The result of the exercise was that almost everyone in group 1 was done before the fastest performer from group 2 announced having finished the task.
The exercise was part of a larger session devoted to Eliyahu Goldratt's critical chain project management. His book The Goal introduces theory of constraints, which is a very useful tool for resource planning, and has its applications in both project management and analysis of real-time system performance. The book is a great read, too.

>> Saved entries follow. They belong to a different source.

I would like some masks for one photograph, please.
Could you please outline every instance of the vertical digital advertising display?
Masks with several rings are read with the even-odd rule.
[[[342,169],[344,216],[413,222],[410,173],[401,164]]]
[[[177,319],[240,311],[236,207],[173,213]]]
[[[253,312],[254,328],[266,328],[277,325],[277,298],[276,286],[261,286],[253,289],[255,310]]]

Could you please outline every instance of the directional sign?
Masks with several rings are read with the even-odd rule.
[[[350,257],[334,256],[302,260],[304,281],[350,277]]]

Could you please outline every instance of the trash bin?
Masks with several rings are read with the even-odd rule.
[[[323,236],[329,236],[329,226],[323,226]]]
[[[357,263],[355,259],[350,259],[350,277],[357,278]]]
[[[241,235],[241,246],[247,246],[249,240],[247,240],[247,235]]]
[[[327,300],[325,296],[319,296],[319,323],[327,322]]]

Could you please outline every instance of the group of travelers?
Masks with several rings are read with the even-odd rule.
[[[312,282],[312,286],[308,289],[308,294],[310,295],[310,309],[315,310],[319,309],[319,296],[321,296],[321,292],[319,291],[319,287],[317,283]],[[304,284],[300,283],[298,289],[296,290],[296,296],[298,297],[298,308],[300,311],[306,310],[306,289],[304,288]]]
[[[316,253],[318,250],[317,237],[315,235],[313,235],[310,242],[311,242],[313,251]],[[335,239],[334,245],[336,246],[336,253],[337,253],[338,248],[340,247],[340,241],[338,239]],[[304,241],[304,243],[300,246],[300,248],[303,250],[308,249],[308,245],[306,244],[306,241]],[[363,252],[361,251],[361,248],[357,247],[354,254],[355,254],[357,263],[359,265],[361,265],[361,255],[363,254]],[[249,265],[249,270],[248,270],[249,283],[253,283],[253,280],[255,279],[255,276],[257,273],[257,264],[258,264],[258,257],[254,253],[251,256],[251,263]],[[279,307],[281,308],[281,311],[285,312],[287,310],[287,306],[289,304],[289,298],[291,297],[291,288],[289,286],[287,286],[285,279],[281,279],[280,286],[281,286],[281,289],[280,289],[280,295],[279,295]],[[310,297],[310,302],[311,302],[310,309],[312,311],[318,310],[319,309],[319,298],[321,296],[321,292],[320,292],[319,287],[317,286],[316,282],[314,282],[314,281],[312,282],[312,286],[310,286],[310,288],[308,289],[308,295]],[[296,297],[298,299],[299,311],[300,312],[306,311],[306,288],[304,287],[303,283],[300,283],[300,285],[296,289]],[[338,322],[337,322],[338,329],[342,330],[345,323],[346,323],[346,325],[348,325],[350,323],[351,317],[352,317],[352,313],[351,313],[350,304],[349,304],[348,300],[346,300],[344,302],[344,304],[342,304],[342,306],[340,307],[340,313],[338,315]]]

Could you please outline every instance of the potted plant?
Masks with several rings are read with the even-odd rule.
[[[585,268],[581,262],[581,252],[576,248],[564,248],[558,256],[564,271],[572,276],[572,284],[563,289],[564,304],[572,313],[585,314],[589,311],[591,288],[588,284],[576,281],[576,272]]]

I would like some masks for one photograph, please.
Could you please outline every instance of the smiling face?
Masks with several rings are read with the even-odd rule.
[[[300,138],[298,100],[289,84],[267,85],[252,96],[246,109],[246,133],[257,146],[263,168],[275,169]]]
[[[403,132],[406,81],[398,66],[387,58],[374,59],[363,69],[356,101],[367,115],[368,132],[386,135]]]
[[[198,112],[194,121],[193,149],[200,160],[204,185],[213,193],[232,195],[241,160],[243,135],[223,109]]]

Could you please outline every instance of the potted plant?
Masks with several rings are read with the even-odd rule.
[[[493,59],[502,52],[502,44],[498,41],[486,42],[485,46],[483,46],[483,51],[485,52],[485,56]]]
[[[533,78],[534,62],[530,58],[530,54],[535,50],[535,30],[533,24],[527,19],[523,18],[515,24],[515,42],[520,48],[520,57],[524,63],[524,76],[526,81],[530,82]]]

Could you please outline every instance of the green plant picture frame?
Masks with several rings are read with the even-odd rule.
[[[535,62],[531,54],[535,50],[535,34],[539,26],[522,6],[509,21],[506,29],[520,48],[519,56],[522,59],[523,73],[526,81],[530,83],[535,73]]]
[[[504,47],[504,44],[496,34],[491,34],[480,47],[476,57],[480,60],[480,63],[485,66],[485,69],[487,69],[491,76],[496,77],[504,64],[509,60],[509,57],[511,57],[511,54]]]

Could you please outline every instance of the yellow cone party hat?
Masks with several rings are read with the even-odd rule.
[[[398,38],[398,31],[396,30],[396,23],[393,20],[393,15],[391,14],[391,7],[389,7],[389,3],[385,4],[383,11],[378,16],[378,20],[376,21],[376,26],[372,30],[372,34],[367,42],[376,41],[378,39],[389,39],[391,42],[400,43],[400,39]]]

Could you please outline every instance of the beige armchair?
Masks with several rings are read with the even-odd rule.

Saturday, February 13, 2016

Efficient file transmission, part 3

While I was struggling with SCP/SFTP and FTP transmissions, I found that SMB, the protocol behind Windows file sharing, is also adversely affected by network latency.
SMB v1 is a block-level protocol, similar to what we saw in SFTP; SMB v1, as implemented in Windows versions up to XP/2003, does not support pipelining. As a result its performance deteriorates on long fat networks. It was virtually impossible to make full use of the available hardware using that protocol.
The situation was vastly improved in SMB v2, implemented in Vista and 2008. That protocol supports larger block sizes and multiple parallel requests, making better use of the available bandwidth. In order to make use of the new features, both client and server need to support SMB v2.
Recently I had a chance to compare the performance of both protocol versions; I used a tool that compressed 150k files downloaded over SMB. Running the tool on Windows 2003 took 6-8 hours. On 2008 it took 2 hours. Round-trip time was under 1 millisecond for both machines.